Well, I do not now insist that all this is mere dialectic prestidigitation. No; accept it; let it go at its face value. But what of it? Is any value more concretely and securely in life than it was before? Does this perfect intelligence enable us to correct one single mis-step, one paltry error, here and now? Does this perfect all-inclusive goodness serve to heal one disease? Does it rectify one transgression? Does it even give the slightest inkling of how to go to work at any of these things? No; it just tells you: Never mind, for they are already eternally corrected, eternally healed in the eternal consciousness which alone is really Real. Stop: there is one evil, one pain, which the doctrine mitigates—the hysteric sentimentalism which is troubled because the universe as a whole does not sustain good as a whole. But that is the only thing it alters. The “pathetic fallacy” of Ruskin magnified to the nth power is the motif of modern idealism.

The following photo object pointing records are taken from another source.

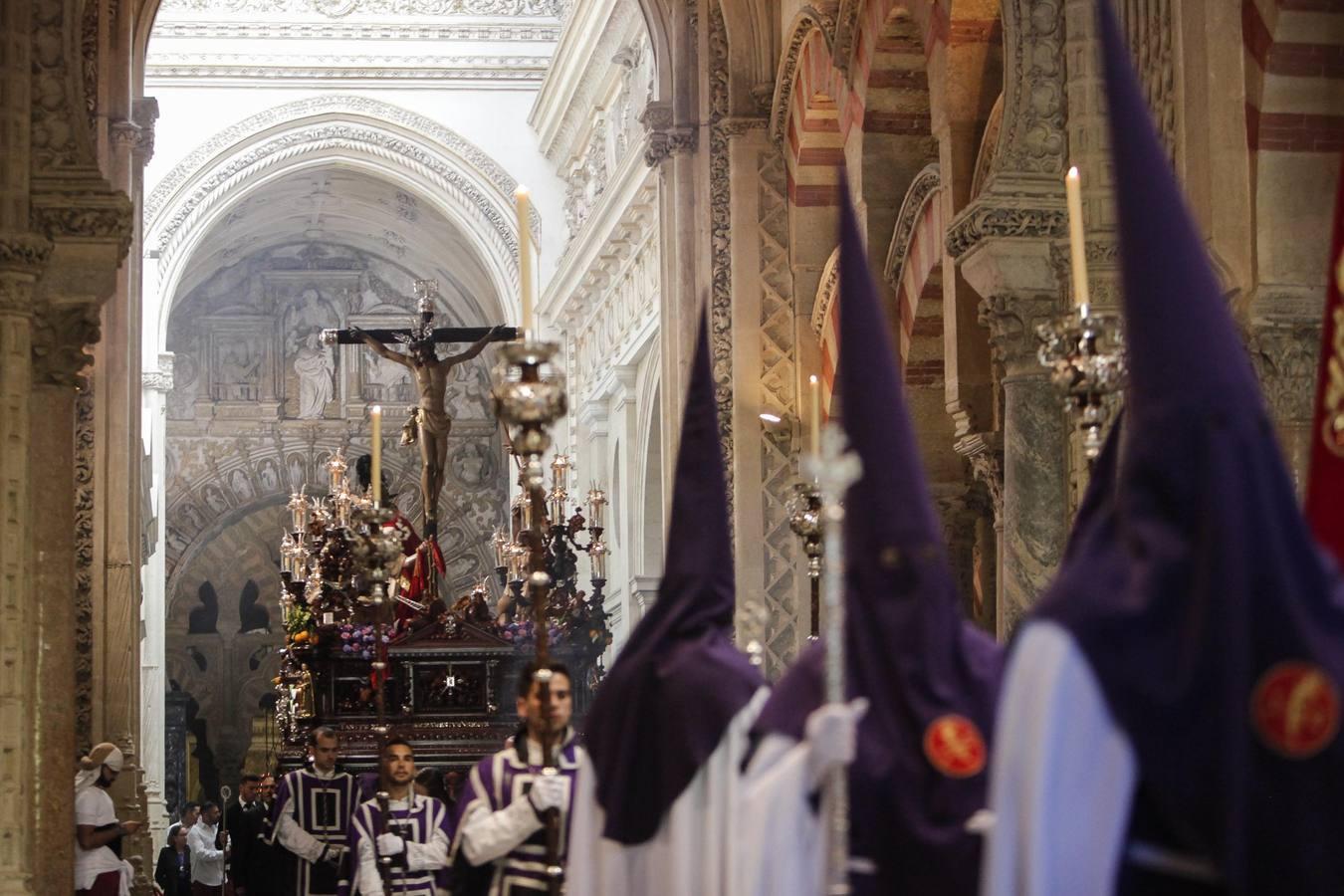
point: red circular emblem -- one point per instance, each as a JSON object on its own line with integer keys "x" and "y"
{"x": 955, "y": 747}
{"x": 1296, "y": 710}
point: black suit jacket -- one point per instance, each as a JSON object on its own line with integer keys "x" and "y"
{"x": 260, "y": 866}
{"x": 165, "y": 873}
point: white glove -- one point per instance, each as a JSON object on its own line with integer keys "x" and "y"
{"x": 548, "y": 791}
{"x": 832, "y": 737}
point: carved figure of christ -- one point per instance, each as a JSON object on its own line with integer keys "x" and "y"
{"x": 430, "y": 375}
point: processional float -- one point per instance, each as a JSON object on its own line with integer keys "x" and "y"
{"x": 440, "y": 677}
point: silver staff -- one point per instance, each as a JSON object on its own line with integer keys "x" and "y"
{"x": 836, "y": 469}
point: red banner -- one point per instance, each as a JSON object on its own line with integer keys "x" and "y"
{"x": 1325, "y": 483}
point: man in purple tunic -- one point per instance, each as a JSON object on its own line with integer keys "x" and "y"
{"x": 312, "y": 815}
{"x": 410, "y": 845}
{"x": 659, "y": 804}
{"x": 1171, "y": 710}
{"x": 499, "y": 842}
{"x": 917, "y": 784}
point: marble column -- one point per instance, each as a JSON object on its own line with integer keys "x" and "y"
{"x": 1021, "y": 292}
{"x": 56, "y": 376}
{"x": 22, "y": 258}
{"x": 153, "y": 679}
{"x": 1286, "y": 352}
{"x": 18, "y": 604}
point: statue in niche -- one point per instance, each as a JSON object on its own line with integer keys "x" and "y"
{"x": 471, "y": 464}
{"x": 314, "y": 364}
{"x": 239, "y": 484}
{"x": 386, "y": 380}
{"x": 296, "y": 470}
{"x": 316, "y": 371}
{"x": 368, "y": 299}
{"x": 252, "y": 617}
{"x": 434, "y": 423}
{"x": 238, "y": 372}
{"x": 204, "y": 618}
{"x": 214, "y": 499}
{"x": 269, "y": 476}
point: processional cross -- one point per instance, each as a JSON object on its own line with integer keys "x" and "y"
{"x": 430, "y": 415}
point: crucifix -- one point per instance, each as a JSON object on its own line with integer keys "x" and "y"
{"x": 430, "y": 372}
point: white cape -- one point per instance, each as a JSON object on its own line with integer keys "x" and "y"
{"x": 783, "y": 848}
{"x": 1062, "y": 776}
{"x": 694, "y": 850}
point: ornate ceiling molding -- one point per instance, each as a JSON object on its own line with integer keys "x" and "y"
{"x": 341, "y": 8}
{"x": 237, "y": 66}
{"x": 809, "y": 19}
{"x": 826, "y": 291}
{"x": 335, "y": 138}
{"x": 348, "y": 107}
{"x": 423, "y": 33}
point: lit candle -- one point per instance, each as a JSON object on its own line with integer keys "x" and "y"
{"x": 1074, "y": 191}
{"x": 376, "y": 472}
{"x": 597, "y": 501}
{"x": 525, "y": 253}
{"x": 814, "y": 394}
{"x": 597, "y": 554}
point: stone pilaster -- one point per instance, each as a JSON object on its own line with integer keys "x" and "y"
{"x": 58, "y": 358}
{"x": 1286, "y": 352}
{"x": 22, "y": 257}
{"x": 1035, "y": 437}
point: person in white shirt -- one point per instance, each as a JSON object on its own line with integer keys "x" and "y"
{"x": 99, "y": 866}
{"x": 403, "y": 852}
{"x": 208, "y": 852}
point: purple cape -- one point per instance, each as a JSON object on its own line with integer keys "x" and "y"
{"x": 1214, "y": 625}
{"x": 679, "y": 680}
{"x": 930, "y": 676}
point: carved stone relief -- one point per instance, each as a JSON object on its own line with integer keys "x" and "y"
{"x": 84, "y": 568}
{"x": 1033, "y": 138}
{"x": 341, "y": 8}
{"x": 779, "y": 376}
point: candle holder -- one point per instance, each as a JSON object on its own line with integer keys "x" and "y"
{"x": 1085, "y": 352}
{"x": 803, "y": 511}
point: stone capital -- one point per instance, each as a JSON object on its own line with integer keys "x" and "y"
{"x": 160, "y": 379}
{"x": 984, "y": 452}
{"x": 84, "y": 210}
{"x": 1012, "y": 322}
{"x": 1286, "y": 353}
{"x": 60, "y": 336}
{"x": 664, "y": 137}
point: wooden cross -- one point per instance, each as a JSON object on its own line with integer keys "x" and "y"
{"x": 425, "y": 292}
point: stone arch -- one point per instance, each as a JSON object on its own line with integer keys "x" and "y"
{"x": 805, "y": 112}
{"x": 825, "y": 324}
{"x": 887, "y": 115}
{"x": 649, "y": 485}
{"x": 388, "y": 142}
{"x": 916, "y": 251}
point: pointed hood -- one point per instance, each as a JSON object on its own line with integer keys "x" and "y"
{"x": 679, "y": 680}
{"x": 932, "y": 679}
{"x": 1193, "y": 585}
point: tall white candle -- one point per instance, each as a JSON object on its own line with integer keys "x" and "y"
{"x": 525, "y": 253}
{"x": 814, "y": 395}
{"x": 376, "y": 473}
{"x": 1077, "y": 247}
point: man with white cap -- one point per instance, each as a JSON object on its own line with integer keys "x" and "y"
{"x": 99, "y": 866}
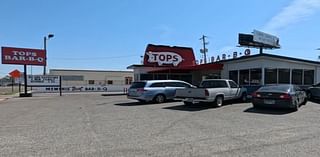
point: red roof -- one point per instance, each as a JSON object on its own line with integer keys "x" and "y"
{"x": 210, "y": 66}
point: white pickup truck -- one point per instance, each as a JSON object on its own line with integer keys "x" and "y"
{"x": 212, "y": 91}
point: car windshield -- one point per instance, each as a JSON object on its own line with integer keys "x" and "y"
{"x": 138, "y": 84}
{"x": 281, "y": 88}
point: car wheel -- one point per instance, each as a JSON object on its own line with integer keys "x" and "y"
{"x": 142, "y": 101}
{"x": 304, "y": 101}
{"x": 160, "y": 99}
{"x": 296, "y": 106}
{"x": 244, "y": 97}
{"x": 219, "y": 101}
{"x": 187, "y": 103}
{"x": 309, "y": 95}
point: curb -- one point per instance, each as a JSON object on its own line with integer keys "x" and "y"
{"x": 114, "y": 94}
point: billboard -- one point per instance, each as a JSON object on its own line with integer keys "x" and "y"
{"x": 24, "y": 56}
{"x": 265, "y": 38}
{"x": 43, "y": 80}
{"x": 168, "y": 56}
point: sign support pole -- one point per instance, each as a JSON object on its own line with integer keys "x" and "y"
{"x": 25, "y": 94}
{"x": 60, "y": 85}
{"x": 25, "y": 80}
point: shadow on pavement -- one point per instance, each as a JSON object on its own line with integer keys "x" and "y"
{"x": 191, "y": 108}
{"x": 317, "y": 101}
{"x": 272, "y": 111}
{"x": 133, "y": 104}
{"x": 199, "y": 106}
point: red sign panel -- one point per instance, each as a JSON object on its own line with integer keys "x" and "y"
{"x": 15, "y": 73}
{"x": 25, "y": 56}
{"x": 160, "y": 55}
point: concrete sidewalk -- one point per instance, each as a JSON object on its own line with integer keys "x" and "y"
{"x": 5, "y": 97}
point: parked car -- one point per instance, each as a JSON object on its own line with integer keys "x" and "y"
{"x": 212, "y": 91}
{"x": 279, "y": 96}
{"x": 313, "y": 92}
{"x": 157, "y": 91}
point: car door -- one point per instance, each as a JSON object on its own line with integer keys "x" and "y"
{"x": 234, "y": 89}
{"x": 299, "y": 94}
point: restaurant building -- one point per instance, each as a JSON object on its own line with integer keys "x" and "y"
{"x": 166, "y": 62}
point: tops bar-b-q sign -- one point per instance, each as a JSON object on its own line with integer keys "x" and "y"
{"x": 25, "y": 56}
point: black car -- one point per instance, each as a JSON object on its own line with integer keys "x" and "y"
{"x": 314, "y": 91}
{"x": 279, "y": 96}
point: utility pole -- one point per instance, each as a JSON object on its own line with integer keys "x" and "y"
{"x": 45, "y": 38}
{"x": 204, "y": 50}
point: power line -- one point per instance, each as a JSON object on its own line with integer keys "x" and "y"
{"x": 96, "y": 58}
{"x": 204, "y": 50}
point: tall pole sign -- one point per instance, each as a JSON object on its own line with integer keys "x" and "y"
{"x": 23, "y": 56}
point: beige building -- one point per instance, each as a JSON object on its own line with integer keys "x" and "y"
{"x": 94, "y": 79}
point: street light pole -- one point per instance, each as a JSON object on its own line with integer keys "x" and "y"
{"x": 45, "y": 48}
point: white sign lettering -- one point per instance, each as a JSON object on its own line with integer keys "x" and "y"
{"x": 164, "y": 58}
{"x": 265, "y": 38}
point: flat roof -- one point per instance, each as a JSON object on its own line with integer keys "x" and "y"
{"x": 75, "y": 70}
{"x": 271, "y": 56}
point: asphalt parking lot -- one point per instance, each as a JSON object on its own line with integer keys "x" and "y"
{"x": 95, "y": 125}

Moore. Certainly nobody will accuse Eaton of tender-mindedness—except in his logic, which, as certainly, is not tough-minded. His excitement, however, convinces me that he has at least an inkling that he is begging the question; and like the true pragmatist that he is, is trying to prevent by action (to wit, his flood of speech) his false logic from becoming articulate to him. The question being whether the values we seem to apprehend, the purposes we entertain, the goods we possess, are anything more than transitory waves, Eaton meets it by saying: “Oh, of course, they are waves; but don’t think about that—just sit down hard on the wave or get another wave to buttress it with!” No wonder he recommends action instead of thinking! Men have tried this method before, as a counsel of desperation or as cynical pessimism. But it remained for contemporary pragmatism to label the drowning of sorrow in the intoxication of thoughtless action, the highest achievement of philosophic method, and to preach wilful restlessness as a doctrine of hope and illumination. Meantime, I prefer to be tender-minded in my attitude toward Reality, and to make that attitude more reasonable by a tough-minded logic.
Eaton. I am willing to be quiet long enough for you to translate your metaphor into logic, and show how I have begged the question.